Frustrated that no attempt yields any result but Candy and Trace becoming lovers, he reprograms the Franklin android to murder the Trace android over dinner. Having vented his anger, Ermus repairs Trace and goes back to new simulations, unaware that the damage inflicted by Franklin has set off malfunctions in Trace, gradually allowing him to remember the prior simulations and realize what and who he is.

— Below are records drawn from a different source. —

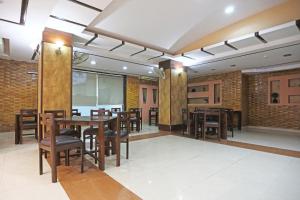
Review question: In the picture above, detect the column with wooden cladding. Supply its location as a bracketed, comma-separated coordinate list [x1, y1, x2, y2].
[159, 60, 187, 131]
[38, 29, 72, 116]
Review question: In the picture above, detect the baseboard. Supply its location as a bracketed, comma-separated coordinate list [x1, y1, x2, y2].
[242, 126, 300, 135]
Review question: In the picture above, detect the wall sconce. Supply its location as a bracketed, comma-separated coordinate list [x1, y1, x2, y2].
[55, 40, 64, 55]
[175, 67, 183, 76]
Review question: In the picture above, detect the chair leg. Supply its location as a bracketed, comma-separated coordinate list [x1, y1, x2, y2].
[80, 146, 84, 173]
[126, 138, 129, 159]
[50, 151, 57, 183]
[39, 148, 43, 175]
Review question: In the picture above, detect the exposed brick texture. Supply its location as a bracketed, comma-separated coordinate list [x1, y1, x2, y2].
[248, 69, 300, 130]
[0, 59, 37, 132]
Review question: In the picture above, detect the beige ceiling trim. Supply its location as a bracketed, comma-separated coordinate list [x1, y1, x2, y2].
[176, 0, 300, 54]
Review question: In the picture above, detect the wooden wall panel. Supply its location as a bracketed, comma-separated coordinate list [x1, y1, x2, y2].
[0, 59, 37, 132]
[126, 76, 140, 110]
[39, 42, 72, 115]
[158, 69, 171, 125]
[188, 71, 242, 110]
[170, 69, 187, 125]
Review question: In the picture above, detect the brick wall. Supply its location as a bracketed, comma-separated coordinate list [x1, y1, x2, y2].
[188, 71, 242, 110]
[0, 59, 37, 132]
[248, 69, 300, 130]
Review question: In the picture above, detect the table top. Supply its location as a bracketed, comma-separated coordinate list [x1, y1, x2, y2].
[55, 116, 117, 122]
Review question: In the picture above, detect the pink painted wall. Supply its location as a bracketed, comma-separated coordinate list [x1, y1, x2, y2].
[139, 84, 158, 123]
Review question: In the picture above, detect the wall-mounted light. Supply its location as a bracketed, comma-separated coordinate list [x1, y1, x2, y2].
[55, 40, 64, 55]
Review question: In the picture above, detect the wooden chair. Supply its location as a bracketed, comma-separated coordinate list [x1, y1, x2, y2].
[19, 109, 38, 144]
[127, 109, 141, 132]
[44, 110, 81, 138]
[129, 108, 143, 132]
[203, 109, 221, 140]
[38, 113, 84, 183]
[83, 109, 113, 163]
[110, 108, 121, 113]
[149, 107, 158, 126]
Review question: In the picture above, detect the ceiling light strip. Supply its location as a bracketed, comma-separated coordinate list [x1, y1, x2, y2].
[130, 47, 147, 56]
[181, 53, 195, 60]
[255, 32, 268, 43]
[148, 53, 165, 60]
[84, 33, 98, 46]
[224, 41, 239, 50]
[200, 48, 215, 56]
[109, 41, 125, 51]
[50, 15, 87, 28]
[68, 0, 103, 12]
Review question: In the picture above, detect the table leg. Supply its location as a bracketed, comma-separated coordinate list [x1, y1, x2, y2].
[15, 115, 20, 144]
[97, 121, 105, 170]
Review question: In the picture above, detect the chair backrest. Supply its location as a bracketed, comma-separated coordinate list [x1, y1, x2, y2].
[20, 109, 37, 124]
[72, 109, 81, 116]
[129, 108, 143, 118]
[204, 108, 221, 123]
[38, 113, 56, 150]
[111, 108, 121, 113]
[117, 112, 130, 135]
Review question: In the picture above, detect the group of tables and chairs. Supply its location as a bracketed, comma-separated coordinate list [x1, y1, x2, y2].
[15, 108, 157, 182]
[182, 107, 241, 140]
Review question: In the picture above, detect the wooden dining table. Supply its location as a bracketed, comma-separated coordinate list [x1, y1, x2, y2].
[55, 116, 120, 170]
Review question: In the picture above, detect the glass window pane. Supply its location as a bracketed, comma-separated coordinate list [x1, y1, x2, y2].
[98, 75, 123, 105]
[72, 71, 97, 106]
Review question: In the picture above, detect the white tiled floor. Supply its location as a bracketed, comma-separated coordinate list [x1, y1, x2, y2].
[0, 133, 69, 200]
[106, 136, 300, 200]
[228, 130, 300, 151]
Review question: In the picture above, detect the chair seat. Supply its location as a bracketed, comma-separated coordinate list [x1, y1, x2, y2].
[41, 135, 81, 146]
[59, 128, 80, 137]
[83, 128, 114, 137]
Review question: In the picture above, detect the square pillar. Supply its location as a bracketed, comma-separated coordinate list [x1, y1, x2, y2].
[159, 60, 187, 131]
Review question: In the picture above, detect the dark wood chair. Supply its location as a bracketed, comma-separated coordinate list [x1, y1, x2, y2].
[203, 109, 221, 140]
[129, 108, 143, 132]
[149, 107, 158, 126]
[16, 109, 38, 144]
[110, 108, 121, 113]
[83, 109, 113, 163]
[72, 109, 81, 116]
[127, 109, 141, 132]
[44, 110, 81, 138]
[38, 113, 84, 183]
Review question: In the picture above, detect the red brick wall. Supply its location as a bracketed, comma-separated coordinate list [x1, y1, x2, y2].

Trace eventually goes berserk over dinner, beheading Franklin and damaging Maureen, before Candy and Ermus escape to the main laboratory. Ermus deactivates Candy and, armed with an Ion Disruptor (a ray gun designed to disable androids), goes in search of Trace elsewhere in the lab. After battling the headless Franklin android, he confronts Trace and forces him to deactivate himself.

Ermus attempts to repair the androids and reprograms Candy to be less intelligent and a nymphomaniac. His attempted seduction of her fails, though, as, even though Ermus has wiped her memory banks, she retains preview files of Trace and is still in love with him.

Enraged, Ermus chains up Trace before reactivating him. Trace tells Ermus that he's infiltrated the mainframe computer and broadcast his personality via wireless signal to all the androids. Ermus sets about to dismember him to sell for scrap, but Trace seals the laboratory, cuts off the oxygen supply and begins filling it with carbon monoxide. He agrees to let Ermus live if Ermus will unchain him and re-initiate his motor functions, but when Ermus does so, Trace destroys the mainframe before escaping the complex.

Ermus is forced to call in Kray Facer (Todd Thomas Dark), an Empathtek android hunter, to retrieve Trace. The two go in search of Trace, but can't find him. Kray gives Ermus a revolver with explosive tipped bullets, instructing him to shoot Trace in the face if he sees him again.

Ermus returns to the lab which, after the mainframe was destroyed, lost all of its security systems. He finds the doors unlocked and sees signs of an intruder within. When he goes to the deactivated Candy android, he finds her inactive form being raped by an apparent transient (Dean Tedesco). A fight ensues and Ermus winds up shooting the transient with one of the explosive shells. He finds the transient to be wearing a gold cross which was always worn by Trace. Not knowing that Trace had discarded the necklace after fleeing the lab, he comes to the idea that the transient must be Trace wearing a new facial mold.

Ermus drags the transient back to the lab and attempts to remove his main processor chip by drilling into the transient's ear. He realizes his mistake when he finds only blood and brain matter within and, panicking, calls Kray again. Kray shows up but refuses to have anything to do with what is a blatant murder by Ermus. After Kray leaves, Ermus finds an empty photograph frame that used to contain a picture of the real Candy Droober, and realizes Trace has likely gone in search of his real-life counterpart's former wife and daughter.

Ermus rides his scooter to New Jersey, where Candy lives with her daughter, Tristan. The real life Trace died in a car accident some time ago. Barging into their home, he doesn't find Trace, but Tristan lets slip that the android version was there previously and Ermus decides to wait for his return. When Trace does come back, Ermus shoots him in the face, as instructed. Trace says goodbye to his family before dying messily when his head explodes.

Ermus returns to the laboratory, and wires up the corpse of the transient to take Trace's place at dinner. He recommences the simulations with his heavily damaged family.

== Production ==
Principal photography started in early July 2008, and extended until late October 2008, mostly in Niagara Falls, Ontario, Canada, with some limited filming also occurring in Toronto, Ontario, Canada. Post production continued through late 2010.

== Awards ==
- Best Science Fiction Film, Moving Images Film Festival, 2011.